Apart from anything else, the extreme de-emphasis on the truly historical nature of her premiership deprives us of more of Meryl Streep’s uncanny impersonation — to say nothing of making us wonder what makes her important enough to be the subject of a movie. All that which stirred the passions of Britons — and, to a remarkable extent, Americans too — at the time is left out. “Monetarism” and the battle against inflation and industrial stagnation, the epic battle against Soviet Communism, IRA bombs and hunger strikers, Brussels bureaucracy and the striking National Union of Mineworkers, privatization of nationalized industries, the sale of council houses or state-built and -run housing to tenants, the modernization of the post-industrial British economy and, incidentally, of the opposition Labour Party, the military and diplomatic assertion of Britain’s prominent place in the world — all of this is simply left out, or reduced to flashback images in the mind of a woman for whom their meaning is apparently as obscure as it is for the audience.
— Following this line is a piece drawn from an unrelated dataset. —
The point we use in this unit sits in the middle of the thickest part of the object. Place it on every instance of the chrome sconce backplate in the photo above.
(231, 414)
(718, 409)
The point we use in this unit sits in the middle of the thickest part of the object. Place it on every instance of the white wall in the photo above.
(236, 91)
Even where the film portrays actual historical events, it has no interest in why or how they happened or what Mrs. Thatcher did in response to them. There are brief accounts of the Falklands War in 1982 and the Brighton bomb of 1984, though they are included out of sequence and leave out any explanation of the reasons for either, or of what she did about them. The IRA bomb that went off in the Grand Hotel in Brighton during the Tory party conference made her a victim, but we do not see her indomitable insistence on speaking the next day anyway. And the point of the passage on the Falklands is merely to show her in quasi-heroic postures — including her ordering of the sinking of the Argentine battleship General Belgrano — as a tough, unfeminine, and unfeeling military leader before the film’s headlong rush through a montage of the intervening eight years to a representation of her cruel imperiousness in cabinet (which is invented) and her subsequent downfall when Sir Geoffrey Howe (Anthony Head), the man she humiliated, turned on her.
Many of Lady Thatcher’s admirers, including her official biographer, Charles Moore, and her collaborator on her memoirs, John O’Sullivan, have had good things about the film, since the payoff for its leaving out all the politics, which is to say all the reality of her career, has been a largely sympathetic if pitying portrait of the lady herself in what it is pleased to describe as her dotage. I understand their sense of relief that this most hated woman of her time is allowed to appear sympathetic, but I can’t help feeling that such a reaction shows how low our expectations of movies have become, if we are pathetically grateful for a Thatcher portrait that dares to present her as human. The fierce hatred of her on the left was and is still owing to the left’s fierce need to believe of the woman who made “There Is No Alternative” (TINA) her watchword that there was an alternative — the alternative of infinite drift and decline — the fantasy of which the haters cling to along with their hate. That she was right is the one thing such people can never admit, and it is out of deference to such people, now perhaps fewer than they were at the time, that this movie has been made.